The auditory hallucinations can feel so real that many EHS sufferers wake up and look for the source of the sound the first several times it occurs. Mia M. says that she has checked to see whether or not her children have fallen out of bed after an EHS event. “I thought a tree fell on the house once and swore that I actually felt it,” she adds. “I looked everywhere inside and out, but there was nothing there.”

And Megan F. says that EHS was an especially disconcerting phenomenon for her to experience when living in New York City in the aftermath of 9/11.

Because EHS is relatively uncommon, too, those who suffer from it may not even be aware of its existence until it starts to become a pattern. Mia M., for example, was concerned that she might have a brain tumor after hallucinating sounds in the night several times.

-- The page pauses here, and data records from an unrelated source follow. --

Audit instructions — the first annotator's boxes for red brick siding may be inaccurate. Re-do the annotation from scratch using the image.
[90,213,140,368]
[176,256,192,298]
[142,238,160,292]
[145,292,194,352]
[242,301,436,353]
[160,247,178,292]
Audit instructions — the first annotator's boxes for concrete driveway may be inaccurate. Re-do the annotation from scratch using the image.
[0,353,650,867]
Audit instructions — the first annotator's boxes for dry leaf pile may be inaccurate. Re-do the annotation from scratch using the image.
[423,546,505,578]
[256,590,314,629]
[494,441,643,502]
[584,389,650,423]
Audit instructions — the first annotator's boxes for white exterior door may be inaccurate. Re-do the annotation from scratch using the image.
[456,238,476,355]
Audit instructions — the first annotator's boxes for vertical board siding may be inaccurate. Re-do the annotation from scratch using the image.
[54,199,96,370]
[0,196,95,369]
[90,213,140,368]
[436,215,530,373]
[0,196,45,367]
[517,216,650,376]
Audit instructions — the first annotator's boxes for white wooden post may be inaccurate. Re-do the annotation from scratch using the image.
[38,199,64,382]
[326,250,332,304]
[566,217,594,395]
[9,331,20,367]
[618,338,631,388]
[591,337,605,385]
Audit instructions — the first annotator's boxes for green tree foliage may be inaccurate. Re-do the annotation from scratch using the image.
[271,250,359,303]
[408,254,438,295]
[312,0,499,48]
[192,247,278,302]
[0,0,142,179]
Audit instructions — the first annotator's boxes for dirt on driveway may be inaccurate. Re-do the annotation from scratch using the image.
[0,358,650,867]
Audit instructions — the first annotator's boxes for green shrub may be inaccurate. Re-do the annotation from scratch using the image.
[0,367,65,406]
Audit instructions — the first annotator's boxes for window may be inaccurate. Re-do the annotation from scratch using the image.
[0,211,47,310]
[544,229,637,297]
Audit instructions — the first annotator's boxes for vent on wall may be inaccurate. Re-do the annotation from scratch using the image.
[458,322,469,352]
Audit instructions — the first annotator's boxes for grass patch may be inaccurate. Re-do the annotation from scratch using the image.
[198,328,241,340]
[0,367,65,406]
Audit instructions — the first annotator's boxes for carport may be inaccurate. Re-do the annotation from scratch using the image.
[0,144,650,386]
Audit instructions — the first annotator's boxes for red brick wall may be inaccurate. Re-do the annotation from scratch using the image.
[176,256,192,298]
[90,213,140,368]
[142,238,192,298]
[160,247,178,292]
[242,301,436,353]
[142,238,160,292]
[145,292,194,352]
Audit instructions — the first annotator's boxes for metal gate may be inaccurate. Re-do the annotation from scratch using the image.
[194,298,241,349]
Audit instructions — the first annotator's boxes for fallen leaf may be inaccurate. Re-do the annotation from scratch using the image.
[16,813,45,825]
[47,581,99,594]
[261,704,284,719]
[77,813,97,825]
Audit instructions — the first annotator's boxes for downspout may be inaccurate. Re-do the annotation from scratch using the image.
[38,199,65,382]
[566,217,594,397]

But Google—which generally sends those who try to self-diagnose medical conditions into a panic—can actually assuage the concerns of EHS sufferers. Both Khandaker-Kokoris and Mia M. report discovering EHS on a search engine and feeling relieved to know that there was nothing seriously amiss with their brains. Mia M. further recalls she once helped a mystified supermarket cashier and fellow EHS sufferer understand her symptoms after making her enlightening Google discovery.

“I told her, ‘You have—believe it or not—Exploding Head Syndrome. Look it up!’”

Once they realize that EHS is not a cause for concern—only 4 percent of the reported cases in the literature have been accompanied by mild pain—sufferers tend to think of a nuisance or an oddity.

“Now when it happens, it’s just inconvenient,” says Khandaker-Kokoris.“It doesn’t bother me that much any more,” Megan F. adds.

And Alexander describes it as more of a strange quirk than anything else: “It’s just like being able to curl your tongue—a weird fact of biology that occasionally startles me awake.”